Patients with MELAS often present with history of intractable migraine headaches, recurrent strokes, and cortical blindness. Some patients can also present with diabetes, endocrine disorders, heart conduction problems, and cardiomyopathy. The prevalence of sensorineural hearing loss is also very significant. Because mitochondria are ubiquitous, every tissue in the body can be affected by mtDNA mutations, and that is the reason why mitochondrial disorders are often multisystemic.

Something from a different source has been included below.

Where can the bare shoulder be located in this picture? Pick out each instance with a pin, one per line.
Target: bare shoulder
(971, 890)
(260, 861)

Mitochondrial disorders are almost exclusively maternaly inherited. The pathogenesis of these disorders is unclear; however, impaired production of ATP has a central role. Two other features are also essential about mitochondrial disorders: heteroplasmy and mitotic segregation. Heteroplasmy means that not all the mitochondrial genome copies are affected to the same extent, and, a minimum of 80-90% of mutations in the mitochrondrial load is required to cause clinical dysfunction. Mitotic segregation explains why the proportion of mutant mtDNA in daughter cells may shift and the phenotype changes concurrently.

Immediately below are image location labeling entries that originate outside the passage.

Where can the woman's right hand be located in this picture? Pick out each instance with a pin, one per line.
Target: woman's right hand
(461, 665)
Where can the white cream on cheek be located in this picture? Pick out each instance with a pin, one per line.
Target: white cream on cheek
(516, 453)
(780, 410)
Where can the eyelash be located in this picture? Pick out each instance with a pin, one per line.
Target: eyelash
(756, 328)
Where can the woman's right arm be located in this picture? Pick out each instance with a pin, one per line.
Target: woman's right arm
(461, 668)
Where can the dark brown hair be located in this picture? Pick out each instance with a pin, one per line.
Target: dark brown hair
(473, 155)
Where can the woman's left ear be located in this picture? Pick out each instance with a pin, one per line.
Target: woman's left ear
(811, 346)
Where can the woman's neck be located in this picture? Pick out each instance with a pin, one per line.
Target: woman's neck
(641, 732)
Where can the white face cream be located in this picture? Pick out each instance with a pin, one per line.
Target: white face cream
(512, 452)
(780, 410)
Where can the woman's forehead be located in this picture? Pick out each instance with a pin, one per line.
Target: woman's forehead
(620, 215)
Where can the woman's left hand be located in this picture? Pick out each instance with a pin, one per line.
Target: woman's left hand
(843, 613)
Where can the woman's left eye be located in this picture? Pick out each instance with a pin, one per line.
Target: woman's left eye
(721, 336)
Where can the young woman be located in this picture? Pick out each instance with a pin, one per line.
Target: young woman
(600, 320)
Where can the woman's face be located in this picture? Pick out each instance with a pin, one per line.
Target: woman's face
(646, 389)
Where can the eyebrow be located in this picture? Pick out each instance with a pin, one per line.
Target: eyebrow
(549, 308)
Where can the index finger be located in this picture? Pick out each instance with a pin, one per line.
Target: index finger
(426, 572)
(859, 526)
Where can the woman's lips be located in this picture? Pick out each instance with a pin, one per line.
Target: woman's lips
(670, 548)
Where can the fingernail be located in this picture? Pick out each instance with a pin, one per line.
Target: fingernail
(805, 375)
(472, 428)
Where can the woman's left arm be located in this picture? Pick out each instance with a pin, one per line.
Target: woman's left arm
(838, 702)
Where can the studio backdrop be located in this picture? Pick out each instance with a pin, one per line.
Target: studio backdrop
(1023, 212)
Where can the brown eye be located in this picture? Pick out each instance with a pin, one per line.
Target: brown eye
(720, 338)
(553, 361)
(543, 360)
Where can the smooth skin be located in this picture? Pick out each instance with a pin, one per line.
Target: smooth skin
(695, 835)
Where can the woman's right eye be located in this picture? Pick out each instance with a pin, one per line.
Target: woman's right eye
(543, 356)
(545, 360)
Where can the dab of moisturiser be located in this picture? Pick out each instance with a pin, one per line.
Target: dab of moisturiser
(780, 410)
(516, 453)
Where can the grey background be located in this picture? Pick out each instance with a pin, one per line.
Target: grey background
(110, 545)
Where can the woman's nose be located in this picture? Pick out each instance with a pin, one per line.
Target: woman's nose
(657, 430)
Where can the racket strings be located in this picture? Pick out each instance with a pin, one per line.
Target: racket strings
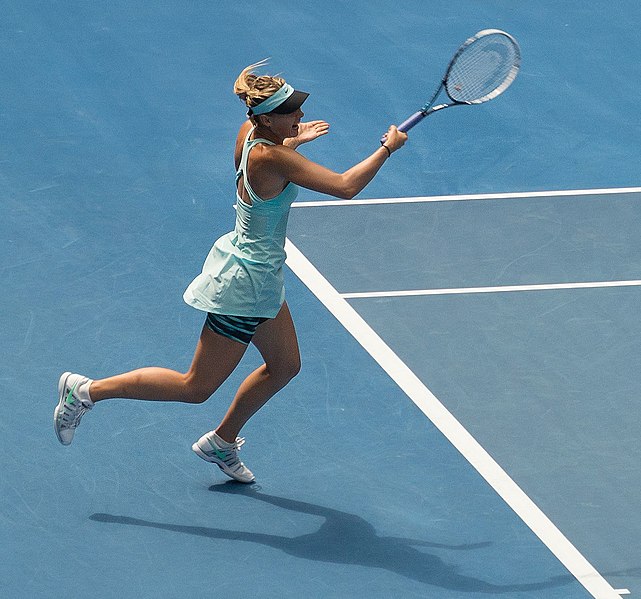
(483, 69)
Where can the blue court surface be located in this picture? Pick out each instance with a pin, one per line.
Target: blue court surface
(467, 420)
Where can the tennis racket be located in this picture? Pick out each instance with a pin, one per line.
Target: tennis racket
(483, 67)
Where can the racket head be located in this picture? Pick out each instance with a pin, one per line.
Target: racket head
(483, 67)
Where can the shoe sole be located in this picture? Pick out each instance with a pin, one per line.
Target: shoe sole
(201, 454)
(62, 386)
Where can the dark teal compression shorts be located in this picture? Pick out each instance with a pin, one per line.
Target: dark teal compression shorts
(237, 328)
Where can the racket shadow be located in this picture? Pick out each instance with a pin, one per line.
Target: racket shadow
(345, 538)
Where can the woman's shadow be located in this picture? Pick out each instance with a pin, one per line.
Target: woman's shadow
(346, 538)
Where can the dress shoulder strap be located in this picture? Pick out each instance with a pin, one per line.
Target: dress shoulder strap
(242, 168)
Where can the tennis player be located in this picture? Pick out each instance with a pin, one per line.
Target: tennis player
(241, 284)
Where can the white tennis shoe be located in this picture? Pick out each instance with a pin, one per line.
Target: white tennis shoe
(211, 448)
(72, 405)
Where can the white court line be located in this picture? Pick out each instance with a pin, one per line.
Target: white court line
(506, 288)
(472, 197)
(484, 464)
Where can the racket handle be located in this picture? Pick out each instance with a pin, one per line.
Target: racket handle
(406, 125)
(416, 118)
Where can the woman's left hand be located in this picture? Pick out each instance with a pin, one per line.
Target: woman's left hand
(310, 131)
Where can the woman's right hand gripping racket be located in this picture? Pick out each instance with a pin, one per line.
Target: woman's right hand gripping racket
(482, 68)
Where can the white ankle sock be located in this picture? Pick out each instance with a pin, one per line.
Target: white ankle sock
(82, 392)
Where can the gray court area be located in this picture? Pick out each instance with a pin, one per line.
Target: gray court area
(117, 125)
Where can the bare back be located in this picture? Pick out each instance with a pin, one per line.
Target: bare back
(263, 180)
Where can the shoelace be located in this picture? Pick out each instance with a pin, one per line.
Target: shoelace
(231, 459)
(71, 415)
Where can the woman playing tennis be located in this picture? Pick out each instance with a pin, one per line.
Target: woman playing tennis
(241, 283)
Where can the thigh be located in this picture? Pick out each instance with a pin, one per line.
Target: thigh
(215, 359)
(277, 342)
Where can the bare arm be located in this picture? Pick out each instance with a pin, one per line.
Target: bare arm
(294, 167)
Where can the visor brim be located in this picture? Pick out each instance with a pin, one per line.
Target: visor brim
(292, 104)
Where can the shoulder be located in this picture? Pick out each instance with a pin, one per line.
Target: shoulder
(240, 140)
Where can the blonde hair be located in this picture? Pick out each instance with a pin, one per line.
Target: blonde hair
(252, 89)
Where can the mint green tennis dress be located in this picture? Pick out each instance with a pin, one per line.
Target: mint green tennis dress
(243, 273)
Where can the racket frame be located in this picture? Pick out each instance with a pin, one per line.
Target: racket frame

Other common mitochondrial disoders that can usually enter in the differential diagnosis are: MERRF, Leber-Hereditary Optic Neuropathy (LHON), and Kearns-Sayre Syndrome (KSS). There are some non-mitochondrial myopathies that can harbour red-ragged fibers and include CoQ10 deficiency, inclusion body myopathy, some subtypes of maltase deficiency, and even normal aging.

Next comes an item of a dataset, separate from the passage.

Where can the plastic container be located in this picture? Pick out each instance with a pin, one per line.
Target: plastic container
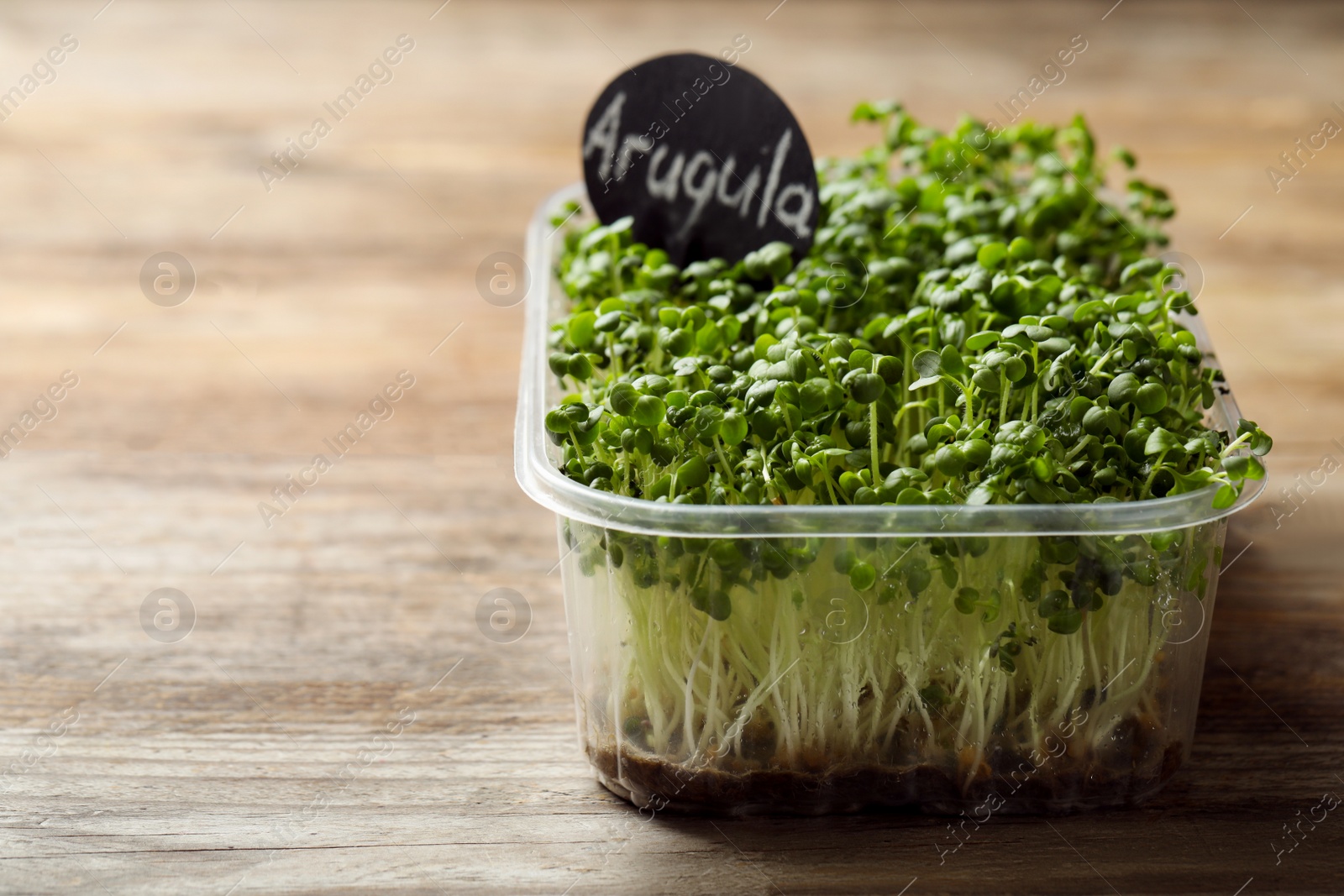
(813, 698)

The role of the mtDNA in the understanding of more common disorders in the clinical practice has invaded the current literature. The formation of reactive oxygen species within the mitochondrias in the pathogenesis of age-related neurodegeneration has generated a role for the experimental use of anti-oxydants for 'aging prevention'. In addition, several mtDNA mutations have been described in a variety of common cancers, including: prostate, breast, melanoma, and colon. The use of mitochondrial DNA has also innovated the forensic identification of cadavers. In summary, mtDNA has created a new paradigm for the understanding of the pathologic basis of disease.